Clément Desbois : La crise du coronavirus a complétement désorganisé le transport mondial. Dès février la Chine a été très impactée alors que c’est un expéditeur majeur. Avec moins de fret, les compagnies maritimes ont réduit leurs capacités en retirant des navires du service (ils ont été mis à l’idle) et en mettant de plus petits containeurs à la place pour maintenir le taux de fret à l’équilibre entre l’offre et la demande. Mais la forte reprise du commerce mondial cet été a entraîné un volume énorme et soudain entre les Etats-Unis (où la consommation est soutenue) et l’Asie (qui n’a pas été touchée par une deuxième vague de covid).

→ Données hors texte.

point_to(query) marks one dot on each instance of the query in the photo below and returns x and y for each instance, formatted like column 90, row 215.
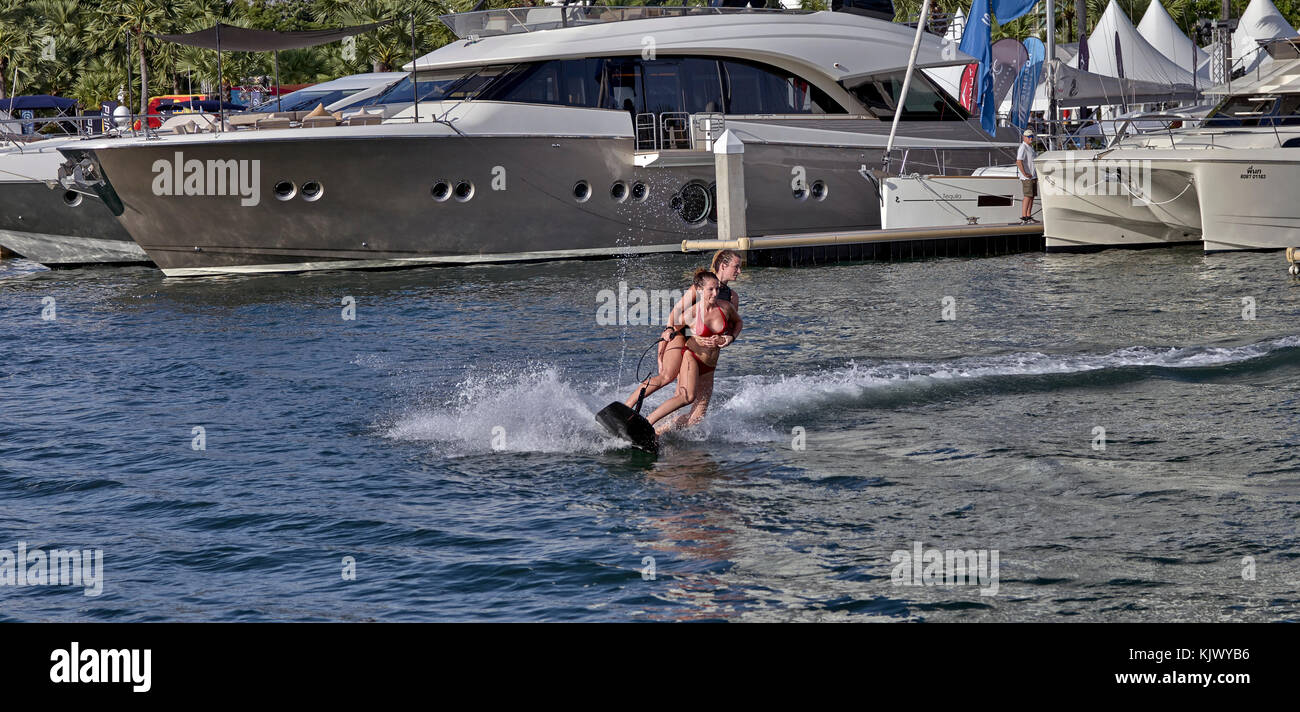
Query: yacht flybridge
column 551, row 133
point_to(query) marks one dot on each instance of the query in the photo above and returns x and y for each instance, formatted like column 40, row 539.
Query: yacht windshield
column 924, row 100
column 304, row 100
column 1256, row 111
column 664, row 85
column 437, row 86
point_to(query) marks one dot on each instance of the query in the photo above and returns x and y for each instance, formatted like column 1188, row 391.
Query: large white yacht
column 551, row 133
column 1227, row 182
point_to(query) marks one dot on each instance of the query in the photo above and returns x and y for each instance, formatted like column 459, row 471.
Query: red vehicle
column 155, row 121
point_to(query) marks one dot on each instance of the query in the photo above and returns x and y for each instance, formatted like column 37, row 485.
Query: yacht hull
column 53, row 226
column 376, row 205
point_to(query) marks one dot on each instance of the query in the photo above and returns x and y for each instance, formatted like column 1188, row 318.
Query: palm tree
column 131, row 21
column 20, row 42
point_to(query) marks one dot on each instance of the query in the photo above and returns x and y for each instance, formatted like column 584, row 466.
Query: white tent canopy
column 1140, row 60
column 1084, row 89
column 1261, row 21
column 1162, row 33
column 949, row 78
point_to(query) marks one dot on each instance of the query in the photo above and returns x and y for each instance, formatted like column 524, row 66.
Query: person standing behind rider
column 1025, row 156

Pour répondre à cette demande lucrative, les compagnies maritimes mobilisent leurs bateaux et leur équipement sur cet important flux transpacifique. Ce qui déséquilibre les flux mondiaux. En Europe il n’y a plus assez de containers (surtout les Reefers permettant de maintenir une température constante à 15°C pour les grands vins). Ce manque d’équipement est exacerbé par le manque de place sur les bateaux qui ne peuvent pas transporter de containers vides pour recréer les stocks. Toute la chaîne logistique est déséquilibrée à cause de la vision court-termiste des compagnies maritimes cherchant la tradelane la plus lucrative.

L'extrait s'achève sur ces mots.